Michał, niewiele się przejmując, odkrywał kolejne karty, wprowadzając do następnych kolekcji coraz więcej kolorów i wzorów (współpraca z polskim rysownikiem Arobalem). Różowy i nieco biologiczny „Paradise” (lato 2014) zakończył erę pikowania, co stanowi jeszcze jeden argument za przewrotnością projektanta. Zamiast osiadać na laurach, osadza w kolekcji tylko symboliczny element, okalając go całkiem nowymi rozwiązaniami („Aurora” jesień-zima 2014-15). Kurtki „bejsbolówki”, szlafrokowe obszerne płaszcze, gotowana wełna, czarno biała krata wyparły najbardziej komercyjne składowe. To jak do tej pory najbardziej dojrzałe dzieło Pajonka.

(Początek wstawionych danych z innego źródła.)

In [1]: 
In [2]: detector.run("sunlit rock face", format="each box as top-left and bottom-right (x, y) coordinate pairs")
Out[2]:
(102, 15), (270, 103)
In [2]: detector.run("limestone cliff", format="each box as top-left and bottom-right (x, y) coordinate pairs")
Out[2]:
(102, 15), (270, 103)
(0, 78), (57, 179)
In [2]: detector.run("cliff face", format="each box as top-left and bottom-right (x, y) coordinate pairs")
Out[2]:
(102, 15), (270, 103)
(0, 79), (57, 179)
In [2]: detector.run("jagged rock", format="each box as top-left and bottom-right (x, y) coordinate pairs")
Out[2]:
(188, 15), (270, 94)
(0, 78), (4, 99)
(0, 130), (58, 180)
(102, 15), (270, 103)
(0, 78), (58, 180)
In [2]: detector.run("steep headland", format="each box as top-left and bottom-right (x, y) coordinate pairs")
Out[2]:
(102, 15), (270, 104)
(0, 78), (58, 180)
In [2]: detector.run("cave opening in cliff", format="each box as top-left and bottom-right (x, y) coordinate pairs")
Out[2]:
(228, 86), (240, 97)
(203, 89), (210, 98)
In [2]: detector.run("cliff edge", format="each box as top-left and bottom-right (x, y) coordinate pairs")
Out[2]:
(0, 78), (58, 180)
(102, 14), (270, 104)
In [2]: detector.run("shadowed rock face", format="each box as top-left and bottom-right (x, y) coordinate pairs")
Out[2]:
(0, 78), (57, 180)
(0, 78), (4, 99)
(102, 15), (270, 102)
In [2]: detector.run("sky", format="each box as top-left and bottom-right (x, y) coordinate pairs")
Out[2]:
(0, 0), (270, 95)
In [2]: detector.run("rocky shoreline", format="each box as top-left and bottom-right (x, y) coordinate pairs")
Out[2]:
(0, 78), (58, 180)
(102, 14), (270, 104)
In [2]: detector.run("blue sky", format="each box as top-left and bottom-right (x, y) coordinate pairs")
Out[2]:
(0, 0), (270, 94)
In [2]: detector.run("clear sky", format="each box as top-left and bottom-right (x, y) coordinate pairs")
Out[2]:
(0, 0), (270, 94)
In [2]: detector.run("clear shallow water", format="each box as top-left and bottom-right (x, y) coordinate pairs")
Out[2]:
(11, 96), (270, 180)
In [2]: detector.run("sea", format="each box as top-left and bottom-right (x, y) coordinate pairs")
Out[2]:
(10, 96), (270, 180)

„Pollock” na lato 2015 dają wrażenie, że Michał Pająk wciąż jeszcze poszukuje tożsamości. Zahacza o minimalizm, ale kuszą go szaleństwa z deseniem. Stąd nawiązanie do Jasona Pollocka, amerykańskiego malarza, słynącego z charakterystycznego, dynamicznego nakładania farby na płótno. Koszulki i kurtki Michał zdobi abstrakcyjnym malarskim wzorem. Każda z nich powstaje na specjalne zamówienie klienta. Kolorystyka zamyka się w odcieniach błękitu, a fasony – choć fotografowane na modelkach – zachowują uniseksowy charakter.
Pajonk to marka, która po mistrzowsku ma opanowane media społecznościowe. Niby nic, ale mało kto tak świetnie sobie radzi z budowaniem wizerunku za pomocą tak ogranych narzędzi jak Facebook czy Instagram. Można to zrzucać na młody wiek projektanta. Ale sporą rolę odgrywa jego wyobraźnia. Inspiracje, fascynacje, kolory i faktury – nieraz zaskakujące i budzące do życia skrajne emocje – to konsekwentnie ujawniane rozdziały w tomach prac Pajonka. I tak za pomocą Justina Timerlake’a i Britney Spears odzianych w dżinsowe mundurki wątpliwej urody czy szklanej kuli kryjącej w sobie przyszłość, Michał zwiastuje najbliższą jesień. Rozwiązanie tajemnicy wkrótce.